So, since my last MacBook Pro update, I’ve overcome some major obstacles and have created a few.  However, I’m surviving… although not yet thriving.

I pledge that a month from now, I’ll be LOVING this little piece of beautiful aluminum (pronounce that however you like).

So, what do I love?  Well, I’ve learned to love VM Fusion!  Saves my butt a few times a week when I have to login to my work computer, but can’t seem to figure out how to VPN in with my Mac.  But as soon as Fusion is loaded we’re off to the races!  I did have to give up on Parallels.  Never did get that to work.  Oh well.
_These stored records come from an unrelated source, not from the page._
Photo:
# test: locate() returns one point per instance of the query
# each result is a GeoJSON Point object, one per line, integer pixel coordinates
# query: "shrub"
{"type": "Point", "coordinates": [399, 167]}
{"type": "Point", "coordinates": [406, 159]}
My biggest dilemma when I started this journey was figuring out the file system.  More specifically, I noticed that if I imported photos into iPhoto, I could only edit them AND see them in iPhoto.  I’ve since learned there are ways “around” that, but it’s supposedly a precaution to keep you from accidentally editing photos with other software… or something.  Anyway, I guess my initial inquiry was really two fold: 1) the file system issue as stated above, and 2) what photo editing software do I want to primarily rely on?

My answer to that SO far has been Aperture.  I really like it, have grown to love it really.  Has great integration with Facebook, Flickr, email, etc.  Also easy to organize photos.  Good news is that tomorrow I have a full day class on Adobe Lightroom.  That should be fun, yet will further my confusion as to which software I should be using.

Photo editing isn’t really like any other computer software.  Each of them have their strengths and weaknesses.  For example, supposedly Photoshop does EVERYTHING, however, I can’t make it do anything because there are SO many things it can do all the controls confuse and scare the crap out of me.  So a step down from that is Lightroom and Aperture.  I find these both to be fairly thorough, yet fairly simple to use with some advanced features and add-ons available.  And then there’s iPhoto, Satin’s photo editor. Grrr…

So, back to my Mac.  I’ve been to my first official “One to One” and asked lots of questions about the Mac file system and did receive a pretty thorough explanation, none of which I can repeat back…. because I don’t remember it, that’s how “Greek” it was to me.  Doesn’t make a lick of sense.  Oh well, I’ll deal.  I’ll figure it out eventually.  One very complicated task I did figure out at my session was the whole pinch zoom thingy.  I know, I know, “everyone knows how to do that”.  Well SOME of us have never owned an iPhone, which apparently is why many Mac users know the pinch instinctively.  I felt like (and pardon the non-p.c. connotation) a retard!  I held my breath the entire time trying to zoom in or out on a photo or website.  THIS IS SUPPOSED TO BE EASY!  But yet, I’m pretty sure I turned blue in the face on at least two occasions and nearly a third.

So, what do I LOVE?  Well, the battery life ROCKS my world!  Five hours of normal heavy use fully lit screen.  That’s pretty amazing!  Jumps by hours if I drop the screen lighting any.  However, I think the listed “9-10 hours” advertising might be if it’s just sitting there on the lowest light setting.

I also love that my cat (Phyllis for those of you who aren’t Facebook fans of hers) has figured out how to use the track pad!  She can even scroll pretty effectively!  Granted, she loves to sleep on my voluptuous belly while I’m “computing” and occasionally her little paw slides onto the track pad and then if I try to move my mouse I’m scrolling all over the place, of course thoroughly confused.  Phyllis approves.